Retailers are predicting this Christmas will be the most mobile yet. More people than ever will make purchases using smartphones and mobile devices, it is predicted. But of more importance will be the increase in shoppers using mobile to research and find inspiration, which means brands offering easy mobile access will win this Christmas and beyond.

Rosie

Shoppers are expected to spend £4.6bn online this Christmas. Twenty percent of it – almost one billion – will be through mobile, according to IMRG Capgemini. That’s a 15 per cent rise from last year. In the first quarter of this year just 8.2 per cent of online sales were made using a mobile.

Ebay expects more than 30 per cent of its Christmas sales to come through mobile devices and says that more than half (55 per cent) of UK shoppers plan to use their mobile more this year than last either to research, check prices, look for inspiration or to make final purchases.

There are some great examples of how retailers are looking to encourage mobile use this year. Boots’ gift finder app, for example.

Ruth Spencer, Boots head of insight and the woman behind the app, lives by the rule that if there is no reason for anyone to come back to your website, your app or any other digital initiative more than three times, it’s not worth doing.

It’s a simple rule of thumb but one that a lot of brands and digital marketers would do well to learn from.

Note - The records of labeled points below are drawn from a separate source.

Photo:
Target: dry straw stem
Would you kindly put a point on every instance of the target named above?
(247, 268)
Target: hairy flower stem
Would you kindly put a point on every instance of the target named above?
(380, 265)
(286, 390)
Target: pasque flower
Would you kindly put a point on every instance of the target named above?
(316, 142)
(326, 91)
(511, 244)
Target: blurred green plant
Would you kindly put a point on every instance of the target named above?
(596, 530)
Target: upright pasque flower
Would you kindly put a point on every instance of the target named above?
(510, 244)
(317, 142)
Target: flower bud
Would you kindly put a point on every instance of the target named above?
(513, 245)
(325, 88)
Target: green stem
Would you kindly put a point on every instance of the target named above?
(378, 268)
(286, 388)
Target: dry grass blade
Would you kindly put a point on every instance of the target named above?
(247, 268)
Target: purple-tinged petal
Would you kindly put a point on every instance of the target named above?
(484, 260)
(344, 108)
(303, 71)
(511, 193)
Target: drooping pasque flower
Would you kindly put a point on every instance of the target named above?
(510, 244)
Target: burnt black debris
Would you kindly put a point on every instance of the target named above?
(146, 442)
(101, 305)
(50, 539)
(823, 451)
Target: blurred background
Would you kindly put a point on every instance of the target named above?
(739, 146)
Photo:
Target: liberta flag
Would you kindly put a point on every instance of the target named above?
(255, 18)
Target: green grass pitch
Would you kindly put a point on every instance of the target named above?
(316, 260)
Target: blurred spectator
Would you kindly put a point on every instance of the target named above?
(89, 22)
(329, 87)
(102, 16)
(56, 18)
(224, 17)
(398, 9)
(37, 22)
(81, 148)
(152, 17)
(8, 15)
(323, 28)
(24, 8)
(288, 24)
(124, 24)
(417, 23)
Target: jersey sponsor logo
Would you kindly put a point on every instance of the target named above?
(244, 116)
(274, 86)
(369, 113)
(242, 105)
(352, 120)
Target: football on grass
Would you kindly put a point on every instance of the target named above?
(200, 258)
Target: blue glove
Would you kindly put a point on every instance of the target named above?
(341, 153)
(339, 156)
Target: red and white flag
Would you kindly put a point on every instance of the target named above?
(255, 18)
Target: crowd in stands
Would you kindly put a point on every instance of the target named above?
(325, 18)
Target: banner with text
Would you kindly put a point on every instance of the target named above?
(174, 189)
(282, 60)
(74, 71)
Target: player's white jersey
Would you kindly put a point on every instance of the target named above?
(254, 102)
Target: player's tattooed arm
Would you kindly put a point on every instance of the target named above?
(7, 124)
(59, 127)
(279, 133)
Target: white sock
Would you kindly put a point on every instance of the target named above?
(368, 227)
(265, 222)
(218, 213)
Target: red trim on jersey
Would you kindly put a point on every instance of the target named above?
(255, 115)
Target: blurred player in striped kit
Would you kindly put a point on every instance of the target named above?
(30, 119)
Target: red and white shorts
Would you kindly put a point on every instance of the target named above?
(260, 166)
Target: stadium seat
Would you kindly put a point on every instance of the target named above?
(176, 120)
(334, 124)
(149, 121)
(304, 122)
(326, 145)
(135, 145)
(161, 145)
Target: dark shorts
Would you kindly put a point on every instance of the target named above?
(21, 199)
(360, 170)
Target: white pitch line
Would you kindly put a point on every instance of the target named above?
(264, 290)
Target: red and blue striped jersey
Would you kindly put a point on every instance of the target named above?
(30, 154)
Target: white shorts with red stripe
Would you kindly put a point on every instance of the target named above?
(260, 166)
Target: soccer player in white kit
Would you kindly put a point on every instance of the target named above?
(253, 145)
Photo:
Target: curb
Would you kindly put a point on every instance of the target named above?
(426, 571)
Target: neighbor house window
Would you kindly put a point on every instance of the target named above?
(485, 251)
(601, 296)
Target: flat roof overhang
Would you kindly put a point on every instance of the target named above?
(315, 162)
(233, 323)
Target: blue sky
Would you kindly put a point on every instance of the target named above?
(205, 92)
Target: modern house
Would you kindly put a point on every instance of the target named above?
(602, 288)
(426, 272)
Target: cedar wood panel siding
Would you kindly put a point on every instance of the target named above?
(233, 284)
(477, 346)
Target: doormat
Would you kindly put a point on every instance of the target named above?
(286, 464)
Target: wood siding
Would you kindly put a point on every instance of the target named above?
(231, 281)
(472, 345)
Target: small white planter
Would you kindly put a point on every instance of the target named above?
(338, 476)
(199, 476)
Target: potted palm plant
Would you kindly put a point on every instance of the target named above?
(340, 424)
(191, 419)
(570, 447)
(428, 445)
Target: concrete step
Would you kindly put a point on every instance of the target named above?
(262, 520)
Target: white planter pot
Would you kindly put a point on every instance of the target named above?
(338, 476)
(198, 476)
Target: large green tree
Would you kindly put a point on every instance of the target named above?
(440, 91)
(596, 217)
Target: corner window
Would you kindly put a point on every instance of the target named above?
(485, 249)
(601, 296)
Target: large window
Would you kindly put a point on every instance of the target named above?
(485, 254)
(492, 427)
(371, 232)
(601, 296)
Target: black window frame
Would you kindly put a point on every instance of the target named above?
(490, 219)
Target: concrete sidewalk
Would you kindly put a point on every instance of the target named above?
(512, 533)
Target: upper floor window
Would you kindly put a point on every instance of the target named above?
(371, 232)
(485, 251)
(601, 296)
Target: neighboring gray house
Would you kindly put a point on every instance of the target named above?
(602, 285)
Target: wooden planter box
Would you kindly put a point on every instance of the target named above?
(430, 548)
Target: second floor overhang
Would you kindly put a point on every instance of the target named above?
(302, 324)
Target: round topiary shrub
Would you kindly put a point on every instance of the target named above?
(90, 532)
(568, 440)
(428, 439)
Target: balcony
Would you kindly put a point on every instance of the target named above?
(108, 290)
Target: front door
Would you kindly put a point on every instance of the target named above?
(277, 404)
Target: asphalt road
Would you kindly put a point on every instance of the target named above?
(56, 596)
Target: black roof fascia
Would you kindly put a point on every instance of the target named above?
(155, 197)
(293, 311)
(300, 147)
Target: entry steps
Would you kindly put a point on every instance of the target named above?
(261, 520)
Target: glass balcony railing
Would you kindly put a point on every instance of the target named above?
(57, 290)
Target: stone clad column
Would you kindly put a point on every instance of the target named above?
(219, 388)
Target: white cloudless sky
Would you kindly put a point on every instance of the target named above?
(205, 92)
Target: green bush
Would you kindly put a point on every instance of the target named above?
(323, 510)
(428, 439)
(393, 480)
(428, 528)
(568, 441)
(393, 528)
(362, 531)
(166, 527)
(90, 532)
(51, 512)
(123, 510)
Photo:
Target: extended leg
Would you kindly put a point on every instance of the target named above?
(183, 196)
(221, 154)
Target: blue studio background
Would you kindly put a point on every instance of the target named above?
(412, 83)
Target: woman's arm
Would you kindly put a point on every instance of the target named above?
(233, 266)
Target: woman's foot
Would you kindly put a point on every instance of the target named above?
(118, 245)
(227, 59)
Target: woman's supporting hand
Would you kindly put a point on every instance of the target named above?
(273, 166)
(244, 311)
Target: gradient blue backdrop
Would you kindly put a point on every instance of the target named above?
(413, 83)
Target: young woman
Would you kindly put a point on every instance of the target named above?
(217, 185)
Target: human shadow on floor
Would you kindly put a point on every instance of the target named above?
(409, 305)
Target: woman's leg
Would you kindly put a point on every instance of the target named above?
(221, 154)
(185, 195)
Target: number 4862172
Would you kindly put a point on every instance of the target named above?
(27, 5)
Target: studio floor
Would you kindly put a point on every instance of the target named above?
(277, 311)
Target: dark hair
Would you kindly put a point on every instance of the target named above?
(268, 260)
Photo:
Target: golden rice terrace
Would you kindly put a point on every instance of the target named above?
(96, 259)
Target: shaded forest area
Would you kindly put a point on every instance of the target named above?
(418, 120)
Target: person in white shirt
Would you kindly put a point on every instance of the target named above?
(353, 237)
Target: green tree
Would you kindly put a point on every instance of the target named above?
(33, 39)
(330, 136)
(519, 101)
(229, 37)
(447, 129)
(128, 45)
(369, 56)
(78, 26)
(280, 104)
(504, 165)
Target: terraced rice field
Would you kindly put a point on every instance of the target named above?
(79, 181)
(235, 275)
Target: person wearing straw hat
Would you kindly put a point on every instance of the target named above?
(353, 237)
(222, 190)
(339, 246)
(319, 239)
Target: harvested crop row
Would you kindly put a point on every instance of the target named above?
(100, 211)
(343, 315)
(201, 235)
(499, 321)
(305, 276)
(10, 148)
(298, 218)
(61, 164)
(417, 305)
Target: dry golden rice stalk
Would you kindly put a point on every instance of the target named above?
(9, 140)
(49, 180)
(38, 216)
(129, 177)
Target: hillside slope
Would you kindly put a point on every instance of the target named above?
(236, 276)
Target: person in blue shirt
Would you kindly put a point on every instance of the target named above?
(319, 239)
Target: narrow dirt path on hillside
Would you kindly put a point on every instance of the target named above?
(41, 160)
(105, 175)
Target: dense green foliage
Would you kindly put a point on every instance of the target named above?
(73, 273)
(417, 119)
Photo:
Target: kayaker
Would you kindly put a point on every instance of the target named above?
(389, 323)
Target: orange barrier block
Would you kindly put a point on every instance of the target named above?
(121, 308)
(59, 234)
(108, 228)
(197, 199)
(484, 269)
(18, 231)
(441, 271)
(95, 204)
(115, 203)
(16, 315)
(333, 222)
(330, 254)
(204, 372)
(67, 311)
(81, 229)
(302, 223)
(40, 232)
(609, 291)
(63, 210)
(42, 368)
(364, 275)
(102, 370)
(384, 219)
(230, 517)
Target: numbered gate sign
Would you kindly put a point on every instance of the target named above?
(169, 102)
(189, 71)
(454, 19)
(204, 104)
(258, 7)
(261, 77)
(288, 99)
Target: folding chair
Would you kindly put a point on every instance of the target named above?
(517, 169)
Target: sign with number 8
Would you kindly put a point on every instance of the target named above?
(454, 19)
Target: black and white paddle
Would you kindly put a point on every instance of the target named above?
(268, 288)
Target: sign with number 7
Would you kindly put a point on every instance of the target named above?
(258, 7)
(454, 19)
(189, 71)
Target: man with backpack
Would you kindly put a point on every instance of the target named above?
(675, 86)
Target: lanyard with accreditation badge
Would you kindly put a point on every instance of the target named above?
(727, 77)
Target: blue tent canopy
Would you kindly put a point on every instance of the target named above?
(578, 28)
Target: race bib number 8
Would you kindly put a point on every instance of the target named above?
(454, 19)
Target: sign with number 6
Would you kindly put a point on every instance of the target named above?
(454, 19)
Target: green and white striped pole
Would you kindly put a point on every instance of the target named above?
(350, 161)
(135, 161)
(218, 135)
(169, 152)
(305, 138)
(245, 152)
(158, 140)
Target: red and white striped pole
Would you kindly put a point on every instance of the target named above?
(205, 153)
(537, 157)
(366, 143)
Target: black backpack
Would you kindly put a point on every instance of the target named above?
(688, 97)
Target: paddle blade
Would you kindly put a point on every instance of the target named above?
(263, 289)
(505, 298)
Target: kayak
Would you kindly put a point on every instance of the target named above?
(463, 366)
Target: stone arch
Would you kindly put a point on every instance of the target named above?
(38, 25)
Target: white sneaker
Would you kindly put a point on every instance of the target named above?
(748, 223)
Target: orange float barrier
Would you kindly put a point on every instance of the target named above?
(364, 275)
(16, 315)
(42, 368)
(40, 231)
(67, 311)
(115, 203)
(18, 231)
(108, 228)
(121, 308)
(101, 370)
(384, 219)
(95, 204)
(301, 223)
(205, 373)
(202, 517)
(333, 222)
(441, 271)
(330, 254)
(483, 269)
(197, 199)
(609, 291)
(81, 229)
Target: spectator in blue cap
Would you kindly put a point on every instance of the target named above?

The result of applying such a common sense rule is that the Boots gift finder app will be of genuine use this Christmas.

It integrates with the phone book on your smartphone so you can create a gift list and assign products to the people you’re buying for. It helps you search by price, brand, type of gift or type of person you’re buying for.

It takes into account that many people turn to its Christmas gift range for secret Santa presents under £5 or £10 and it tells you if you could add another item to make the most of its ever popular three for two offer.

You can then buy the items directly and have them delivered to your house or for collection at your local store.

It is set up to be useful whether you are doing your research on the move or whether you are in-store looking at the items on shelf because you can scan the items you like and add them to your gift list as you go.

The same is happening in the US as retailers look to encourage shoppers to use mobile.

In the US, eBay expects mobile sales to grow to around $10m this year and is hoping to boost it with a Thanksgiving promotion designed to encourage people to shop by mobile to avoid the stress of shops during the festive season.

It has partnered with a chain of day spas to offer free manicures, pedicures and foot massages as well as exclusive mobile promotions and offers for customers shopping via mobile with eBay while visiting the spas.

It’s not just online retailers pinning their Christmas hopes on mobile, shopping centres are also turning to devices and digital to drive footfall to physical stores.

Jones Lang LaSalle, a shopping centre operator in the US, has forecast that sales during the holiday season will increase 4 per cent this year, adding that the growth will be driven by retailers’s ability to adopt digital tools, such as Facebook, Pinterest and mobile to influence shoppers and get them into local shopping malls.

Capgemini’s head of retail and technology Chris Webster is right when he says that mobile is now a “must have not a nice to have”. Successful retailers this year will be those that have embraced the new dynamic smartphones bring to retail by introducing free in-store Wi-Fi or developing dedicated apps designed to make mobile an easy part of Christmas shopping.